Miguel passa fome! Aos prantos, um garoto de 11 anos de idade, ligou para a polícia, no dia 02 de agosto, e pediu socorro: “minha mãe está chorando, e eu estou com fome”! Segundo noticiado, achando tratar-se de maus tratos, a polícia foi verificar e certificou a veracidade do dramático apelo. No barraco onde Miguel mora, naquela manhã, na cidade de Belo Horizonte, havia somente fubá e farinha! É a desumana realidade de milhões de brasileiros que, cronicamente, sofrem de insegurança alimentar. Curioso, articulistas e jornalistas nem usam mais o verbete fome. Preferem o eufemismo “insegurança alimentar”, quiçá para suavizar a imoral falta de sensibilidade. Sim, é inadmissível aviltamento, num país que se ufana ser celeiro do mundo, que ostenta gordos balanços comerciais advindos da comercialização de grãos, contabilizar milhões de famílias, crianças inclusive, passando fome – ops, desculpem, sofrendo de insegurança alimentar!
É sabido que a alimentação, saudável e adequada, nos primeiros anos de vida impacta no desenvolvimento da pessoa, tanto no condicionamento físico, como na capacitação cognitiva. Criança com fome não consegue prestar atenção, encontra dificuldade para memorizar, fica lerda na leitura. De acordo com estatísticas oficiais, apenas 26% das crianças entre 2 anos e 9 anos, no Brasil, têm acesso a três refeições por dia. Situação calamitosa com previsíveis impactos trágicos para o futuro. Com fome, criança não consegue estudar, não evolui intelectualmente. Vê-se obrigada a trabalhar, ou a mendigar, na tentativa de conseguir alguns adicionais trocados para mitigar a assombração da fome. Sem educação, não somente o futuro da criança fica prejudicado, como também, por óbvio, o sustentável progresso do país. A insuficiência alimentar provoca efeito cascata nas diversas camadas sociais e agrupamentos coletivos do país. Emerge natural conclusão, a fome das crianças não pode causar angústia somente nos pais, mas é ingente desafio para a nação inteira.
Sobre os governos, nos diferentes níveis de administração, recai a gravíssima responsabilidade de enfrentar o flagelo. Vale prestar atenção, na atual campanha política, quem dos candidatos, tanto para o executivo como para o legislativo, mostra-se genuinamente empenhado em resolver de forma consistente a cruel situação da fome. Sabe-se que as medidas emergenciais, de pontual alívio, certamente, servem, todavia e muitas vezes, como palanque eleitoral, sujeitos, inclusive, a desvios e manipulações. Candidatos que ignoram, ou pior, que se aproveitam deste gravíssimo suplício não merecem ser sufragados.
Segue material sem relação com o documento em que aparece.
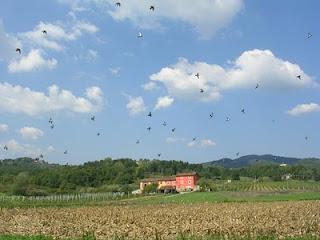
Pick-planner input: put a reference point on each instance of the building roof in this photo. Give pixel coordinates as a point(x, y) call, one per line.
point(186, 174)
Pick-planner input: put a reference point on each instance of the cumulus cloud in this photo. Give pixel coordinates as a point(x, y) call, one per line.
point(301, 109)
point(16, 149)
point(3, 127)
point(8, 45)
point(205, 16)
point(57, 33)
point(17, 99)
point(251, 67)
point(31, 133)
point(163, 102)
point(202, 143)
point(207, 143)
point(174, 139)
point(136, 105)
point(33, 61)
point(149, 86)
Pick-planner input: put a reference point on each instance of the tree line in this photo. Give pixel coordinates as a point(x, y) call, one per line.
point(26, 176)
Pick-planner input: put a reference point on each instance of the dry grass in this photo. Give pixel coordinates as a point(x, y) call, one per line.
point(138, 221)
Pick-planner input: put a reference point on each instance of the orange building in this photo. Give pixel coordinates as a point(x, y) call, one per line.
point(180, 183)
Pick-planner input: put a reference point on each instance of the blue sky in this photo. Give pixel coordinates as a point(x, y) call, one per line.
point(91, 63)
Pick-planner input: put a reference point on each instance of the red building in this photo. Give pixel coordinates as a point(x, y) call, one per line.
point(186, 181)
point(181, 182)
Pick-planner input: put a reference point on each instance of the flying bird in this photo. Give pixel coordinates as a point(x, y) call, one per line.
point(309, 35)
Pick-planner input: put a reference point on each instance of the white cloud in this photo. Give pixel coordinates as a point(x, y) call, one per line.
point(163, 102)
point(136, 105)
point(31, 133)
point(206, 16)
point(114, 71)
point(56, 33)
point(16, 149)
point(203, 143)
point(207, 143)
point(8, 45)
point(3, 127)
point(174, 139)
point(33, 61)
point(250, 68)
point(304, 109)
point(149, 86)
point(17, 99)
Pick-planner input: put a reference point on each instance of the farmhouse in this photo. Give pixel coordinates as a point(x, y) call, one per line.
point(182, 182)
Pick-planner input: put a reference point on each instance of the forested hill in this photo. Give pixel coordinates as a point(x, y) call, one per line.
point(267, 159)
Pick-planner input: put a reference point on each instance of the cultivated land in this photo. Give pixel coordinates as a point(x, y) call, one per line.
point(227, 213)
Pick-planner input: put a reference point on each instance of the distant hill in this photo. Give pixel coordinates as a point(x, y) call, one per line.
point(267, 159)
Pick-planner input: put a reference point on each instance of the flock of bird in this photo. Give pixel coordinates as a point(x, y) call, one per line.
point(197, 75)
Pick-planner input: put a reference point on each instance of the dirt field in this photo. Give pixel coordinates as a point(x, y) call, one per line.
point(138, 221)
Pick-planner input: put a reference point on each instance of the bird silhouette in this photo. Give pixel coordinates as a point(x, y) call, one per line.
point(309, 35)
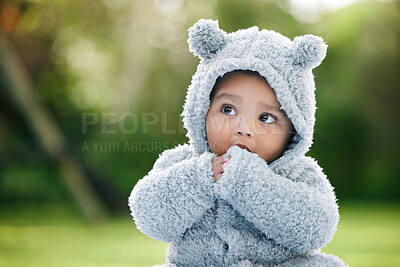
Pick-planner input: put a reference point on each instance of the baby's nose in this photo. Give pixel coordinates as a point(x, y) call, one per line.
point(243, 128)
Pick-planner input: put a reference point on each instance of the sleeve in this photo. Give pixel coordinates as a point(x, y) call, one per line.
point(174, 194)
point(298, 212)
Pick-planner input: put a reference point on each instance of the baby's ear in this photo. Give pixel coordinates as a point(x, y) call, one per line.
point(206, 38)
point(308, 50)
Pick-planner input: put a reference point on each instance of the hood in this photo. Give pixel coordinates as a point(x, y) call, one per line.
point(287, 65)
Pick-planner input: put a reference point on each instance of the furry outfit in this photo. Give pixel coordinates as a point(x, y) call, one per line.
point(257, 214)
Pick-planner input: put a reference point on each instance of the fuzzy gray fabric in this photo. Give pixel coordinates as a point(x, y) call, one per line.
point(257, 214)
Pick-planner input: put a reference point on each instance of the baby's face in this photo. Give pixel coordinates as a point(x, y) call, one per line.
point(245, 112)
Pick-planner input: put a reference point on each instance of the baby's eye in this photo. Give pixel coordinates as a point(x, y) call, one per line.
point(267, 118)
point(228, 110)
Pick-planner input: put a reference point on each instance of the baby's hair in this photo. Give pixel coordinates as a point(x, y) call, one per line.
point(226, 76)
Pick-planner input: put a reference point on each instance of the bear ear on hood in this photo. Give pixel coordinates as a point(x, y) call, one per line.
point(308, 50)
point(206, 38)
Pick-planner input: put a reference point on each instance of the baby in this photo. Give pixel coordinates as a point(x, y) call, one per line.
point(242, 192)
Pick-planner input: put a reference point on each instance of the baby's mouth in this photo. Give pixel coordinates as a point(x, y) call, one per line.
point(243, 146)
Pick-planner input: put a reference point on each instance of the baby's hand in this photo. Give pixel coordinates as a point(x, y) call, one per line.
point(219, 163)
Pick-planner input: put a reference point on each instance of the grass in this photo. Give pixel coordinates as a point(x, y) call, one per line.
point(368, 235)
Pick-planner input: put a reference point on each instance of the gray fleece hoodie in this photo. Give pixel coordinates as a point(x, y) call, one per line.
point(257, 214)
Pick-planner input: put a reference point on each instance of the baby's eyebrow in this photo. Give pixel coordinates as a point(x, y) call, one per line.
point(229, 95)
point(269, 107)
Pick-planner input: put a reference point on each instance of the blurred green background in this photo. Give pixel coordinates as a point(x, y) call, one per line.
point(92, 91)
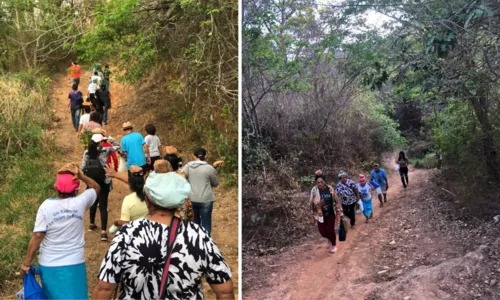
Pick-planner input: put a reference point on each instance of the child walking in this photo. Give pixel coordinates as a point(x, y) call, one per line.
point(366, 197)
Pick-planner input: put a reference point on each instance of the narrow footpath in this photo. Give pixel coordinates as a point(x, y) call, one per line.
point(399, 255)
point(225, 214)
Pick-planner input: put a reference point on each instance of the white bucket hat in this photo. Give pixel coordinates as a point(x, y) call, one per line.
point(168, 190)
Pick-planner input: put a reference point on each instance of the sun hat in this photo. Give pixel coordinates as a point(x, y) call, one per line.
point(127, 125)
point(162, 166)
point(167, 190)
point(136, 171)
point(170, 150)
point(99, 131)
point(66, 184)
point(97, 137)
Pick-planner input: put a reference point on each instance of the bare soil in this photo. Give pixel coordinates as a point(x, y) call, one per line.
point(420, 245)
point(225, 213)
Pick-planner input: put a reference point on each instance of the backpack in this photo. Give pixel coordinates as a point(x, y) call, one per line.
point(104, 98)
point(95, 170)
point(79, 98)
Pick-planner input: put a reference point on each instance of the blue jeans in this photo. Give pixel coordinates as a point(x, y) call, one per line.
point(75, 117)
point(203, 215)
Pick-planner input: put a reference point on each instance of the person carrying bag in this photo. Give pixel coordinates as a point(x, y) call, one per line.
point(161, 239)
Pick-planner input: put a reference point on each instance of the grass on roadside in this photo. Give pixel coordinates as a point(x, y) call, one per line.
point(26, 163)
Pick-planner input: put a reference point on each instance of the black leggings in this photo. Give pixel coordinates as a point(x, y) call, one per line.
point(350, 212)
point(102, 200)
point(403, 172)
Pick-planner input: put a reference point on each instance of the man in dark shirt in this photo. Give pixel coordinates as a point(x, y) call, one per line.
point(75, 98)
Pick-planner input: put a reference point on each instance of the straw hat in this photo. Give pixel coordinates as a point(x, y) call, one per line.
point(99, 131)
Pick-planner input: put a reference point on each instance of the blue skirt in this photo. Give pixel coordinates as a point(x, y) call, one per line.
point(65, 282)
point(367, 207)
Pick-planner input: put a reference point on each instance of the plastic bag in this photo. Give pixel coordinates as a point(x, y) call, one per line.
point(122, 165)
point(359, 207)
point(32, 290)
point(342, 232)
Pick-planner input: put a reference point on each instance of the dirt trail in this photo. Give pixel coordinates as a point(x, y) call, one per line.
point(397, 256)
point(225, 210)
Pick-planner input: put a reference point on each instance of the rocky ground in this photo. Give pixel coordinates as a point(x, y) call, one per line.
point(422, 245)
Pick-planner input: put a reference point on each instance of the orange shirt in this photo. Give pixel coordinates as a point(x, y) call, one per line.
point(75, 71)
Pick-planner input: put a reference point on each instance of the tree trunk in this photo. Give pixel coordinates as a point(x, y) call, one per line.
point(480, 105)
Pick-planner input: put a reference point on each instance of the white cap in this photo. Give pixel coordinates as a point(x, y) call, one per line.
point(97, 137)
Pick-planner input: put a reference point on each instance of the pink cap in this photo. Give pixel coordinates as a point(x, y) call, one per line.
point(66, 184)
point(362, 178)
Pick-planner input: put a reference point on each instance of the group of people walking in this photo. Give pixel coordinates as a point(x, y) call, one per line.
point(156, 253)
point(330, 203)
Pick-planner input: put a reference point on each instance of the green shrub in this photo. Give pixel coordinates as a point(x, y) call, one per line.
point(26, 161)
point(430, 161)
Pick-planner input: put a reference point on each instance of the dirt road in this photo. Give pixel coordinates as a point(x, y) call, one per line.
point(225, 214)
point(400, 255)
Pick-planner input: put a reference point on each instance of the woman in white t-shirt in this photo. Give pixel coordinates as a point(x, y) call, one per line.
point(153, 141)
point(58, 232)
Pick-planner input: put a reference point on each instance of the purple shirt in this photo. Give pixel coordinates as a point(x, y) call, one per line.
point(73, 99)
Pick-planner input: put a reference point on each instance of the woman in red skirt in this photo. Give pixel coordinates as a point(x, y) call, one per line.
point(327, 210)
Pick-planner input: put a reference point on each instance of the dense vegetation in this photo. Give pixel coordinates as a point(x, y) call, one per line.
point(189, 45)
point(26, 161)
point(322, 88)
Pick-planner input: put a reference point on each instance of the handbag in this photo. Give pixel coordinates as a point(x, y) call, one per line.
point(342, 232)
point(122, 165)
point(32, 290)
point(172, 235)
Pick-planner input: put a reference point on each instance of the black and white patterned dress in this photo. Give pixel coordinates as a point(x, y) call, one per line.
point(137, 254)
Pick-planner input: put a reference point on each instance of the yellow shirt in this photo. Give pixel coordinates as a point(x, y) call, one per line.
point(133, 208)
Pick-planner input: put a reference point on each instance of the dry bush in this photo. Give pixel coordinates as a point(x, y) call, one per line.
point(331, 126)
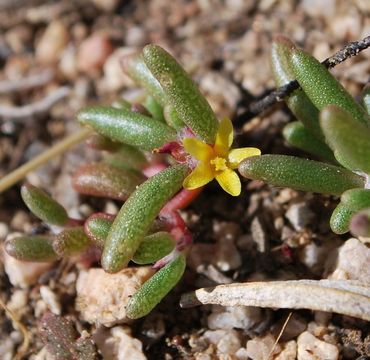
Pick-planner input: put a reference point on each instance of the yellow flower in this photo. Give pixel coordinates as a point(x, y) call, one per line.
point(217, 161)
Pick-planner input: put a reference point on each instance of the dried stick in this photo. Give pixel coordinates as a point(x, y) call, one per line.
point(26, 335)
point(351, 49)
point(58, 149)
point(346, 297)
point(34, 80)
point(38, 107)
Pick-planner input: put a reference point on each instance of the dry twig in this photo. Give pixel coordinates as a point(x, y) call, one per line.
point(277, 95)
point(26, 335)
point(340, 296)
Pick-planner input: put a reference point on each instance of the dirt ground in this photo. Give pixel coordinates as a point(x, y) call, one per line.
point(61, 56)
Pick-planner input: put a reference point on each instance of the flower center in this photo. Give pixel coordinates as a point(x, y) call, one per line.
point(219, 163)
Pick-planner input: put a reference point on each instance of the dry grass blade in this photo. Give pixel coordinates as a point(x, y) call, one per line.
point(26, 335)
point(340, 296)
point(58, 149)
point(38, 107)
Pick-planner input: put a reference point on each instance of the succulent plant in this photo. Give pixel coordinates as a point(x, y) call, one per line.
point(158, 154)
point(330, 125)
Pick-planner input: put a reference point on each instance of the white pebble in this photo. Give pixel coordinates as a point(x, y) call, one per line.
point(311, 348)
point(102, 297)
point(260, 348)
point(51, 300)
point(352, 262)
point(240, 317)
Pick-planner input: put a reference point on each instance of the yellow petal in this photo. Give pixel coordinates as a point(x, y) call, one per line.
point(224, 137)
point(200, 176)
point(237, 155)
point(230, 182)
point(198, 149)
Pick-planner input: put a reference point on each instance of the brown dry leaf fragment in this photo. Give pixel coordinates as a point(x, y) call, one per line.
point(340, 296)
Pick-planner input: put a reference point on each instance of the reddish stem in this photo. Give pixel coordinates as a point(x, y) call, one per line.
point(74, 222)
point(182, 199)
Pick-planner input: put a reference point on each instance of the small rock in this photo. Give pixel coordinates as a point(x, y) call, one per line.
point(52, 43)
point(68, 63)
point(259, 235)
point(22, 273)
point(227, 342)
point(106, 5)
point(295, 326)
point(102, 297)
point(51, 300)
point(311, 348)
point(6, 349)
point(93, 53)
point(314, 256)
point(289, 352)
point(136, 36)
point(299, 215)
point(240, 317)
point(118, 344)
point(352, 262)
point(153, 327)
point(241, 354)
point(18, 302)
point(260, 348)
point(227, 256)
point(114, 77)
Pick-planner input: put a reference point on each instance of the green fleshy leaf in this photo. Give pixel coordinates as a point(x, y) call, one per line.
point(62, 341)
point(71, 241)
point(321, 87)
point(43, 206)
point(154, 247)
point(97, 228)
point(136, 68)
point(360, 223)
point(172, 118)
point(300, 174)
point(121, 104)
point(127, 127)
point(298, 102)
point(103, 180)
point(356, 199)
point(181, 93)
point(35, 248)
point(340, 219)
point(300, 137)
point(137, 214)
point(352, 201)
point(155, 108)
point(155, 288)
point(349, 139)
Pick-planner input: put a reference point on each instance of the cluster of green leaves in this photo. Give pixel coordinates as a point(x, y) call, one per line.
point(142, 231)
point(330, 125)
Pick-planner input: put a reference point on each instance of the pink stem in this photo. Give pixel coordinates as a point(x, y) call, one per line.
point(182, 199)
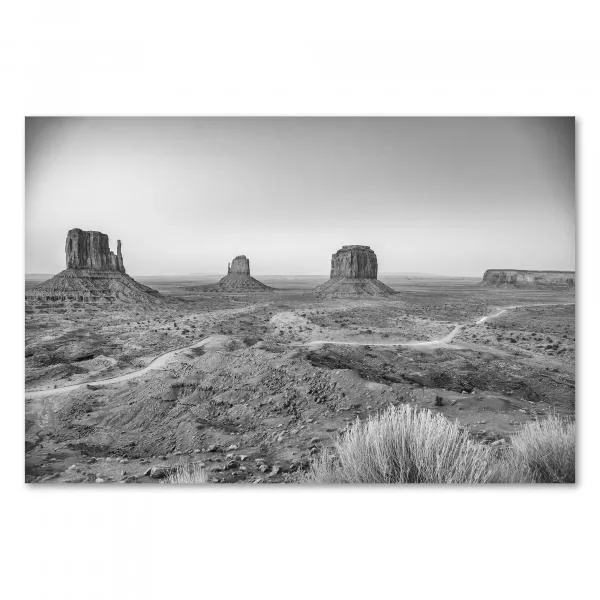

A insegurança alimentar, contudo, não é somente questão ética. É assunto moral. O cidadão, particularmente o cristão, é convocado, em razão do seu batismo, a tomar posição diante do desumano sofrimento. Reconhece-se a mobilização de muitas comunidades em ingentes mutirões de solidariedade. Toneladas de alimentos são regularmente arrecadadas e distribuídas entre famílias carentes. Lamenta-se, porém, o persistente modelo de estruturas sociais injustas e excludentes, origem crônica de tamanha miséria. A insuficiência alimentar se enquadra perfeitamente no que se costuma definir como “pecado social”, culpa coletiva pela ação ou pela omissão. A produção local de alimentos deve destinar-se prioritariamente para nutrir nativos. Colocar o lucro como referência prioritária no quesito alimento é desumano! É imoral! Compreende-se, o assunto é complexo. Demanda diversas abordagens. Justificar, ou mesmo resignar-se passivamente, à lógica do mercado, porém, é tornar-se cumplice de um sistema iníquo e perverso. Peca-se também por omissão!
A fome de milhões de “migueis” brada aos céus! Ética e moralmente imputável é a fome! Indispensável é continuar com os mutirões solidários! Urge, todavia, paralelo empenho cívico e político para reformar injustas estruturas e humanizar excludentes mercados! Deplorável vergonha é a fome!